## [TEXT CLASSIFICATION WITH THE TORCHTEXT LIBRARY](https://pytorch.org/tutorials/beginner/text_sentiment_ngrams_tutorial.html#text-classification-with-the-torchtext-library)

#### In this tutorial, we will show how to use the torchtext library to build the dataset for the text classification analysis. Users will have the flexibility to
1. Access to the raw data as an iterator
2. Build data processing pipeline to convert the raw text strings into torch.Tensor that can be used to train the model
3. Shuffle and iterate the data with torch.utils.data.DataLoader

In [1]:
import torch
from torchtext.datasets import AG_NEWS

### [Prepare data processing pipelines](https://pytorch.org/tutorials/beginner/text_sentiment_ngrams_tutorial.html#prepare-data-processing-pipelines)

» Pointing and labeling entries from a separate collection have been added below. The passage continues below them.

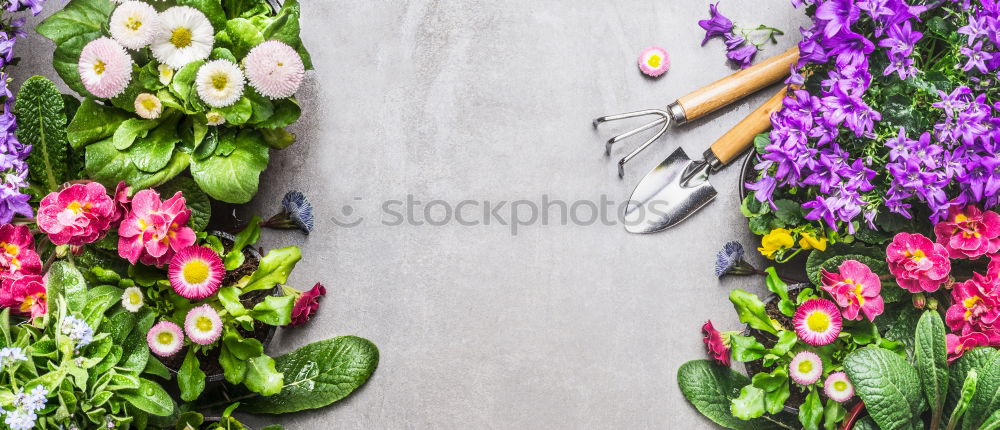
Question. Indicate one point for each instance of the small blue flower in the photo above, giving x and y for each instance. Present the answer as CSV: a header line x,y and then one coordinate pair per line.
x,y
729,261
299,210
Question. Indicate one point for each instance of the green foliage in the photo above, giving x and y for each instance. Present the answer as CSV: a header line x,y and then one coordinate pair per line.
x,y
889,386
931,359
41,121
319,374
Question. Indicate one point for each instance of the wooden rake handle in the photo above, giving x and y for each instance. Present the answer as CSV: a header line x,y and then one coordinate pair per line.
x,y
739,138
738,85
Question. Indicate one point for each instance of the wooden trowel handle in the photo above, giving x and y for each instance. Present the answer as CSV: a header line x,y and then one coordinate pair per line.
x,y
739,138
738,85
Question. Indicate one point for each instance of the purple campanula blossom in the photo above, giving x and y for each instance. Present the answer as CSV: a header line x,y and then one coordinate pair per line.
x,y
837,16
977,58
716,25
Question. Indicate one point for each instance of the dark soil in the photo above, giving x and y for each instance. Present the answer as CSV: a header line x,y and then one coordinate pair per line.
x,y
262,332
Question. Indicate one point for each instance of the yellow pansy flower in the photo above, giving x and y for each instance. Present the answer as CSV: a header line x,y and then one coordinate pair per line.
x,y
808,241
777,240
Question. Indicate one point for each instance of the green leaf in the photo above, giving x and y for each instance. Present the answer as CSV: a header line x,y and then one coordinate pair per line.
x,y
149,397
987,397
276,311
248,236
262,377
64,280
108,166
746,348
71,28
131,129
749,404
751,311
786,340
931,359
41,123
285,27
233,178
967,394
788,211
321,373
197,201
243,35
154,152
889,386
190,378
93,122
811,411
274,269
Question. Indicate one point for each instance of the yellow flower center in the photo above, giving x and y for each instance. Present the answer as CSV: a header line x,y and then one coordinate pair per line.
x,y
818,322
654,61
133,24
148,103
220,81
195,272
165,338
204,324
181,37
916,256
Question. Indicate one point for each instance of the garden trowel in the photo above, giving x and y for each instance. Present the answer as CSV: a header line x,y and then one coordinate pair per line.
x,y
679,186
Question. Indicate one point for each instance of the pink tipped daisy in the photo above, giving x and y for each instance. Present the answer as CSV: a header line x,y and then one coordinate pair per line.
x,y
203,325
654,61
818,322
274,69
838,388
806,368
105,68
196,272
165,339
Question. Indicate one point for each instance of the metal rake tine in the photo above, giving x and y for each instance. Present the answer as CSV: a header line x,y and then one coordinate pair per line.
x,y
631,155
630,133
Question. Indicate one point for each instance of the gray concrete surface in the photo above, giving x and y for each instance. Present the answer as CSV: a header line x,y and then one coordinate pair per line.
x,y
576,326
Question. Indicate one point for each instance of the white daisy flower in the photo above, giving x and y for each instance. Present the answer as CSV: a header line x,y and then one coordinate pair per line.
x,y
219,83
215,118
148,106
133,24
132,299
185,35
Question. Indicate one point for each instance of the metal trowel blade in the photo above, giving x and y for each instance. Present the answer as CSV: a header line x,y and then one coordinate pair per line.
x,y
668,194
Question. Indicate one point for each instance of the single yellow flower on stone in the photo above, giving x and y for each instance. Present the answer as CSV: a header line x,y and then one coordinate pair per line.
x,y
777,240
808,241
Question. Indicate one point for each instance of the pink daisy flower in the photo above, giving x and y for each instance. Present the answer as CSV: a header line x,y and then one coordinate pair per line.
x,y
806,368
274,69
196,272
203,325
105,68
838,388
654,61
818,322
165,339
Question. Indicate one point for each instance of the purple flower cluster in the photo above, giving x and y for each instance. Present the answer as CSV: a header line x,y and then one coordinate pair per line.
x,y
804,149
13,154
738,49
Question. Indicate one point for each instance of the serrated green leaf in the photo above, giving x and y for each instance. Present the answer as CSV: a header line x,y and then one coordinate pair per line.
x,y
42,124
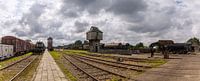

Here is an example for typical NLP data processing with tokenizer and vocabulary. The first step is to build a vocabulary with the raw training dataset. Here we use built in factory function build_vocab_from_iterator which accepts iterator that yield list or iterator of tokens. Users can also pass any special symbols to be added to the vocabulary.

In [2]:
from torchtext.data.utils import get_tokenizer
from torchtext.vocab import build_vocab_from_iterator

In [3]:
tokenizer = get_tokenizer('basic_english')
train_iter = AG_NEWS(split='train')

In [4]:
def yield_tokens(data_iter):
    for _, text in data_iter:
        yield tokenizer(text)

In [5]:
vocab = build_vocab_from_iterator(yield_tokens(train_iter), specials=['<unk>'])

In [6]:
vocab.set_default_index(vocab['<unk>'])

In [7]:
vocab(['man'])

[335]

In [8]:
text_pipeline = lambda x: vocab(tokenizer(x))
label_pipeline = lambda x: int(x) - 1

In [9]:
text_pipeline('here is the an example')

[475, 21, 2, 30, 5297]

In [10]:
label_pipeline('10')

9

### [Generate data batch and iterator](https://pytorch.org/tutorials/beginner/text_sentiment_ngrams_tutorial.html#generate-data-batch-and-iterator)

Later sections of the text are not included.